Using trapezoidal rule to calculate an improper integral. I have numerically calculated the integral $$\int_{-1}^{1}\frac{e^{-x^2}}{\sqrt{1-x^2}}dx$$ using Gauss-Legendre and Gauss-Chebyshev quadrature. Now, I am asked to calculate the integral using the trapezoidal rule and compare the different methods. I had previously used the trapezoidal method for other integrals, however, with this one, I can't evaluate the function at the limits of the integral, since the denominator is $0$.

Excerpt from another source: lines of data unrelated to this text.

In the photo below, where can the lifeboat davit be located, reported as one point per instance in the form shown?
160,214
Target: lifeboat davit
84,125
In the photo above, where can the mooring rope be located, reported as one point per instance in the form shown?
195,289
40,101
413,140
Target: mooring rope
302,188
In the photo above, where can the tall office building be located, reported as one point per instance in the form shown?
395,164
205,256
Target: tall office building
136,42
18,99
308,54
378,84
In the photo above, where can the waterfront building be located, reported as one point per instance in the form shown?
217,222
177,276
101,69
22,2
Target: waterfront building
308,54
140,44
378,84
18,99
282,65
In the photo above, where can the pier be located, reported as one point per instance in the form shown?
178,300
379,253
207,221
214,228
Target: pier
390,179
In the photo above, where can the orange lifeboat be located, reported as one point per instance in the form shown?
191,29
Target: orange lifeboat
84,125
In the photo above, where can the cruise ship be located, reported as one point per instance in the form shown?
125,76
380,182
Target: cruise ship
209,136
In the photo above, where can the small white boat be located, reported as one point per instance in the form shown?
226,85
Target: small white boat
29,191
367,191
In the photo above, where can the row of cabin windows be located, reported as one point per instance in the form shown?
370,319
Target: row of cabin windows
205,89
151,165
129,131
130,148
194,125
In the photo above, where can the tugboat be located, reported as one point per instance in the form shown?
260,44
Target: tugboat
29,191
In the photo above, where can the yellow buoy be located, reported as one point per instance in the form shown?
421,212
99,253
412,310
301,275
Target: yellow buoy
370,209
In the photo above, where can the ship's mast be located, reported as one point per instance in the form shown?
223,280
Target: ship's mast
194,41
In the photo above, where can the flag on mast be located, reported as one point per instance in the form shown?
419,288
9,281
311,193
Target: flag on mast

How can I calculate this integral using the trapezoidal rule? Is it even possible?
 A: $\require{cancel}$
Calculate
\begin{eqnarray}
\int_{-1}^{1} \frac{e^{-x^2}}{\sqrt{1-x^2}} \,{\rm d}x&=& 2\int_{0}^{1} \frac{e^{-x^2} - \color{blue}{e^{-1} + e^{-1}}}{\sqrt{1-x^2}} \,{\rm d}x\\ 
&=& 2\int_{0}^{1}\frac{e^{-x^2} - \color{blue}{e^{-1}}}{\sqrt{1-x^2}} \,{\rm d}x+ 2\color{blue}{e^{-1}}\int_{0}^{1} \frac{1}{\sqrt{1-x^2}}\,{\rm d}x \\
&=& 2\int_{0}^{1} \frac{e^{-x^2} - \color{blue}{e^{-1}}}{\sqrt{1-x^2}} \,{\rm d}x+ \frac{\pi}{e}
\end{eqnarray}
The advantage of doing this is that
$$
\lim_{x\to 1}\frac{e^{-x^2} - \color{blue}{e^{-1}}}{\sqrt{1-x^2}} = 0
$$
So when you evaluate this node in your code you just set it to zero. That is, if 
$$
f(x) = \frac{e^{-x^2}- e^{-1}}{\sqrt{1 - x^2}}
$$
then
$$
\int_0^1 f(x)\,{\rm d}x \approx \frac{h}{2}[f(0) + 2f(x_1) + 2 f(x_2) + \cdots + 2 f(x_{n-1}) + \cancelto{0}{f(1)}] 
$$
A: $$
\int_{-1}^1 \frac{e^{-x^2}}{\sqrt{1-x^2}} \, dx
$$
Let $x=\sin\theta,$ so that $\theta$ goes from $-\pi/2$ to $\pi/2$ as $x$ goes from $-1$ to $1,$ and $dx=\cos\theta\,d\theta$ and $\sqrt{1-x^2} = \cos\theta.$ Then the integral becomes
$$
\int_{-\pi/2}^{\pi/2} e^{-\sin^2\theta} \, d\theta.
$$
This is a bounded continuous function and can be evalutated by the trapezoidal rule without worrying about any impropriety at the endpoints.
A: Hint: Calculate 
$$\int_{-\varepsilon}^{\varepsilon}\dfrac{e^{-x^2}}{\sqrt{1-x^2}}dx$$
using the trapezoidal rule. The expression should be a function of $\varepsilon$. Then calculate $\varepsilon \to 1$ for that expression.